Слышу, как правое — и единственное — колесо словно бы пощупало землю и резко оттолкнулось от нее. Машину встряхнуло, бросило на левое крыло, затем я снова ощутил толчок — и самолет побежал по снежному полю. Левая консоль чертит линию. Мигом перебрасываю левую ногу на педаль, а правую жму до отказа — машину резко ведет влево. Выключаю двигатель. Взметнулся снежный вихрь — и белый туман застлал глаза. Не вижу ничего. Лишь слух улавливает идущий слева мерный металлический стук: это левая пушка самопроизвольно выплеснула оставшиеся снаряды.

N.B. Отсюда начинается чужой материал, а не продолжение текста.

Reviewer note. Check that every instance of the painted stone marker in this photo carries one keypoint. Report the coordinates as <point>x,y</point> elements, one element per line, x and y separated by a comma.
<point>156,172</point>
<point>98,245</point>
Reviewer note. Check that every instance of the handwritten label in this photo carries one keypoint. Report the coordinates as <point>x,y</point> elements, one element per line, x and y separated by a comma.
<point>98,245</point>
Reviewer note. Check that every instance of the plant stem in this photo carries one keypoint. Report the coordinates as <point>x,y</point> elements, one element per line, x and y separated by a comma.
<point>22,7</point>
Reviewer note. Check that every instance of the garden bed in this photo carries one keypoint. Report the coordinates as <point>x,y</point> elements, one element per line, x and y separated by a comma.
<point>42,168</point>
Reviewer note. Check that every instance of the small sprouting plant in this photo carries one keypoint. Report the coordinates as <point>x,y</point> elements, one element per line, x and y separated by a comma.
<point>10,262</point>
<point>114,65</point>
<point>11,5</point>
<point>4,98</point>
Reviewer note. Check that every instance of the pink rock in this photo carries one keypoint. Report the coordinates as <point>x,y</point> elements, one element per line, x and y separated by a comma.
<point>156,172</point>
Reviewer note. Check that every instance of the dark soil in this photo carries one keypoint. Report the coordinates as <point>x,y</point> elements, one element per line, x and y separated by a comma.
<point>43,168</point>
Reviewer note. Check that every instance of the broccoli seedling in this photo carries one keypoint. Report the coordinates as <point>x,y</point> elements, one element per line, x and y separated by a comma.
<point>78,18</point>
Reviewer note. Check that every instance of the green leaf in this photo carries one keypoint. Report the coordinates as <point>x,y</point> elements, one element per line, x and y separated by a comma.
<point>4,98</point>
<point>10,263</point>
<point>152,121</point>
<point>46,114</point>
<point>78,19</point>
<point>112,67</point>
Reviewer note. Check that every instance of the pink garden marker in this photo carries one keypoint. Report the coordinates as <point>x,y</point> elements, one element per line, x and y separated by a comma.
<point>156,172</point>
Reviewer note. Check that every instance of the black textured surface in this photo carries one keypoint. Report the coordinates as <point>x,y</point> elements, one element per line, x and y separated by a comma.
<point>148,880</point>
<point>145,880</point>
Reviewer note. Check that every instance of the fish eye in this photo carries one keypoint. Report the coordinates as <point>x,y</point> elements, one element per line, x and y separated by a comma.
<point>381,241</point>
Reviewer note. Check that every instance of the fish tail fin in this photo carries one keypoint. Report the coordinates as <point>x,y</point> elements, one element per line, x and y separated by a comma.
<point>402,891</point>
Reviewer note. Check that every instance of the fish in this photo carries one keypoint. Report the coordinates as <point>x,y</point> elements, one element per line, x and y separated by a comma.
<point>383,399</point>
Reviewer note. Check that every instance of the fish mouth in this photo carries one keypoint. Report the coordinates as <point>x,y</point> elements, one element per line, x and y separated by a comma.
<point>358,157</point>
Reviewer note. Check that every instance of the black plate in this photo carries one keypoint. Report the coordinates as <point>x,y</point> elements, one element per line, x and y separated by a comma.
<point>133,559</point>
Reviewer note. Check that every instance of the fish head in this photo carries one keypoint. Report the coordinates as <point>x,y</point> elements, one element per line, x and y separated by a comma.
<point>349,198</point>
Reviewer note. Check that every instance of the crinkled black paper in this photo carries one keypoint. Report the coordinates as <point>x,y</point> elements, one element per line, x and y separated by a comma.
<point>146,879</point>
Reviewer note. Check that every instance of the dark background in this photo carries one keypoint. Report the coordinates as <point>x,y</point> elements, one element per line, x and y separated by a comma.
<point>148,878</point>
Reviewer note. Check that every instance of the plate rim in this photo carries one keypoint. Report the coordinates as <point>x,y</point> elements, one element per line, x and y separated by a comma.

Стало тихо. Белый туман постепенно рассеялся, и я увидел, что самолет, накренившись, воткнулся левым крылом в снежный сугроб. Высоко задранное правое крыло целится в небо.

Кое-как выбрался из кабины. Только теперь чувствую, как пересохли губы, ноет правое плечо. Руки и ноги затекли. Сознаю, что надо размяться, но внезапно сковала усталость, и я просто не в состоянии сделать хоть какое-нибудь движение. Делаю шаг и останавливаюсь, не в силах идти дальше. Пришлось сесть прямо на снег.

Но вот рядом со мной резко затормозила «санитарка». Подхватили под руки, усадили в машину. Врач пристально посмотрел на меня, спросил, как я себя чувствую.

— Пройдет все, доктор... Пройдет! Это от перегрузки... Везите к командиру!

Меня доставили на командный пункт. Вместе с ведущими пар доложил Стрельцову, что задание выполнено — аэрофотосъемка местности произведена, а мой самолет подбит. Инженер уже тоже здесь, докладывает командиру о состоянии моей машины: снарядами разорван левый элерон, разбит механизм выпуска левой стойки шасси.

Стрельцов слушает, качает головой, затем крепко, по-отцовски обнимает меня:

— Ты просто молодец, Анатолий!.. Это и называется прилететь на честном слове и на одном крыле. Да еще и на одно колесо садиться! Как тебе это удалось — просто диву даюсь! А теперь отдыхать!..

А в это время в фотолаборатории обрабатывалась [173] фотопленка. Штабные офицеры нетерпеливо ожидали результатов. Снимки оказались очень хорошими. Местность отснята на двадцатикилометровую глубину.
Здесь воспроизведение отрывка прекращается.